Region. Wie sich Körper von Sportlern während des Lockdows verändern und was sie dagegen tun können erklärt Trainingswissenschaftler Alexander Ferrauti.

Bis vorerst Ende November ist der zweite Corona-Lockdown angesetzt . In der Zeit darf kein Amateursport stattfinden und die Vereine ihre Sportanlagen bis auf wenige Ausnahmen nicht benutzen. Die längere Pause hat Auswirkungen auf den Körper der Aktiven . Was genau und wie den Veränderungen entgegengewirkt werden kann und sollte, erklärt Prof. Dr.

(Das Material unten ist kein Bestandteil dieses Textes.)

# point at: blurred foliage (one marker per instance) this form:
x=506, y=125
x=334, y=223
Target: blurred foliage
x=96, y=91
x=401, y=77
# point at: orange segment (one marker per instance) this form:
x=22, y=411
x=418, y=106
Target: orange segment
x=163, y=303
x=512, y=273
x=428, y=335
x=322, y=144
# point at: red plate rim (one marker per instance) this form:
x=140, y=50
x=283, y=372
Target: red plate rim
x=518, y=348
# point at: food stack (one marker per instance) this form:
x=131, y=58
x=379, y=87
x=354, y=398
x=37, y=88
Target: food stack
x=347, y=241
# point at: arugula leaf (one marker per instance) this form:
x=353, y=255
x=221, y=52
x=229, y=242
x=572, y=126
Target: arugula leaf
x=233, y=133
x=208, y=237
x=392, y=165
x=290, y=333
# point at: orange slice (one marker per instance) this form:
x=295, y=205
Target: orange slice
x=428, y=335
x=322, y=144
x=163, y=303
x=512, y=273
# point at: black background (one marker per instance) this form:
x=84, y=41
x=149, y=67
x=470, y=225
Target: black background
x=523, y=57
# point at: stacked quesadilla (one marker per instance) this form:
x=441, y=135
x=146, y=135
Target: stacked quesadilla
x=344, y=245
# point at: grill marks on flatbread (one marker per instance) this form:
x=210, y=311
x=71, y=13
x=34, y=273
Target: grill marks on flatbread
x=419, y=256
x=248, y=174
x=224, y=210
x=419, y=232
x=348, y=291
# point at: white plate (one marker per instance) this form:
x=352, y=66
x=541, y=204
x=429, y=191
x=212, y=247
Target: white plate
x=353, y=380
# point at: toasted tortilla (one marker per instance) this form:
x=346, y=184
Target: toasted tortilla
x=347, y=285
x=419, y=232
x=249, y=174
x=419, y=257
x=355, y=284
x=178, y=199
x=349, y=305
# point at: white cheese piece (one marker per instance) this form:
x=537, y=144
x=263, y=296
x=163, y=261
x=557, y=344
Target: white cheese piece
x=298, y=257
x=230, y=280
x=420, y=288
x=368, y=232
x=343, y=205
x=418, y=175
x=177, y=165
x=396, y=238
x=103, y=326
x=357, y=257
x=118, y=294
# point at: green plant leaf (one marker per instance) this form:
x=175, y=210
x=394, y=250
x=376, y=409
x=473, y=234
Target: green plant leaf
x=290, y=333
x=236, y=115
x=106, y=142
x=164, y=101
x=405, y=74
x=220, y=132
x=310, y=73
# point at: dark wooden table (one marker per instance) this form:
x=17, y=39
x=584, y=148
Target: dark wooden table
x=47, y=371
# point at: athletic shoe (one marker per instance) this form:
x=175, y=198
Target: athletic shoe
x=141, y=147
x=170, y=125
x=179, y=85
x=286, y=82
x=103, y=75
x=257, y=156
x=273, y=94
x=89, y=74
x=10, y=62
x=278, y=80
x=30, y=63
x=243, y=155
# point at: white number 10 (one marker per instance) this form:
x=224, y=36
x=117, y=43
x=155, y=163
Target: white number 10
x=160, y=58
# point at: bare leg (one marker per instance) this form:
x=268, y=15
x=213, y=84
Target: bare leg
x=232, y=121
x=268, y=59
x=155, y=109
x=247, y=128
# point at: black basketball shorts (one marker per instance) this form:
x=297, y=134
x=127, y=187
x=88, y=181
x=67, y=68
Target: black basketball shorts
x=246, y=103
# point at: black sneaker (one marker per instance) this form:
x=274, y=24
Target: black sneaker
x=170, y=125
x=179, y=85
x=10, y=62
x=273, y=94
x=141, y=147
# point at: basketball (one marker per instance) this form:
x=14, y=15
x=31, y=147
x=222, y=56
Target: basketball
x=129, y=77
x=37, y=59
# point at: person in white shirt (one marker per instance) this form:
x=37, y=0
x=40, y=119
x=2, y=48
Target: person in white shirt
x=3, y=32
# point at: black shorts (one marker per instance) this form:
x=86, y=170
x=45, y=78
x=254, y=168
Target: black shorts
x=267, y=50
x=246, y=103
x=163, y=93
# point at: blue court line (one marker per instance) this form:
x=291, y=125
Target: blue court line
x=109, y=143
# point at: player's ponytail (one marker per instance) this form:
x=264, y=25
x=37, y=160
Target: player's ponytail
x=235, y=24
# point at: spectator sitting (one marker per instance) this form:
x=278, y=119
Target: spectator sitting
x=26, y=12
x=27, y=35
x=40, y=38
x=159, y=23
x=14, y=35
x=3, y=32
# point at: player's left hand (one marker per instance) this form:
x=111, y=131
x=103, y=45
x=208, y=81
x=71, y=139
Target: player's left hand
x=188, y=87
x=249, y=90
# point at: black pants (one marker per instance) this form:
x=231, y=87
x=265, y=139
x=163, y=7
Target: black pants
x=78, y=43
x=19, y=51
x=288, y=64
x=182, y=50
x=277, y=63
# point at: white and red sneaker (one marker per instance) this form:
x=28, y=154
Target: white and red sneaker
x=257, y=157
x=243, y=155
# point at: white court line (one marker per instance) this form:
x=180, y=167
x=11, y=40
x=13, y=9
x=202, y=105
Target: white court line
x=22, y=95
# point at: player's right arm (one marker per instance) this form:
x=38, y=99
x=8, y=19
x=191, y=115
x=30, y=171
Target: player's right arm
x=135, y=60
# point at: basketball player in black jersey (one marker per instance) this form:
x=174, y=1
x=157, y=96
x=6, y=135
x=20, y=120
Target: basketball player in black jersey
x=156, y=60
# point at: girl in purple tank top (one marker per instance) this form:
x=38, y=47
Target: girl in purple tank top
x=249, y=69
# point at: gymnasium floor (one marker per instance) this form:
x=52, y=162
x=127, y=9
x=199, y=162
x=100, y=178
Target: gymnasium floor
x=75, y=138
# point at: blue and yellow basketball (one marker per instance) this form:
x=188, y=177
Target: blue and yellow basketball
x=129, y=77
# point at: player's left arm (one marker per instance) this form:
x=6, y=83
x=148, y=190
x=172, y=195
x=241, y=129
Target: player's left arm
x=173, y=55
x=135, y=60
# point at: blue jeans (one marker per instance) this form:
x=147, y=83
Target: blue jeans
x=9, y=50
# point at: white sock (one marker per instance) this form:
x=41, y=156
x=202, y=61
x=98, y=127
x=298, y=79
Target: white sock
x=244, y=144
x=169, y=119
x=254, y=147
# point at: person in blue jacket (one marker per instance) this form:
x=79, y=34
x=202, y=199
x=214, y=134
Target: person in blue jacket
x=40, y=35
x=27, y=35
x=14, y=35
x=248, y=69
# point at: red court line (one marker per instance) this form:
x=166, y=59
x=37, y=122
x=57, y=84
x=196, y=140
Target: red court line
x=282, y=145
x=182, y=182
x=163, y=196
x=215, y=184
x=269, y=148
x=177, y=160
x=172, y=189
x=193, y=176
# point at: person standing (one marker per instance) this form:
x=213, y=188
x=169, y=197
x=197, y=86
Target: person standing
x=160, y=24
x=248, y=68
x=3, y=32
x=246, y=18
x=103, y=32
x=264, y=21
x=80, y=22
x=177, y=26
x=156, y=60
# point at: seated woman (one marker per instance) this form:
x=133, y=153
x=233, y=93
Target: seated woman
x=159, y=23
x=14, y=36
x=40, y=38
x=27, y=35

Alexander Ferrauti, Leiter des Lehr- und Forschungsbereichs Trainingswissenschaft an der Ruhr-Universität Bochum .

Herr Ferrauti, was macht eine lange Sportpause mit dem Körper eines Sportlers?

Alexander Ferrauti: Grundsätzlich ist eine Pause vom regulärem Trainings- und Wettkampfbetrieb nicht immer nur negativ, da die Ermüdung in den Mannschaftssportarten durch die aktuell sehr engen Spielpläne enorm ist. Es kann sich sogar nach zwei, drei Wochen ein Nettogewinn an Leistung ergeben, ähnlich wie in der bewusst gesetzten sogenannten Tapering-Phase im Ausdauersport. Hier wird das Training vor einem Wettkampf heruntergefahren und es werden nur punktuell Trainingsreize bis zum Leistungshöhepunkt gesetzt.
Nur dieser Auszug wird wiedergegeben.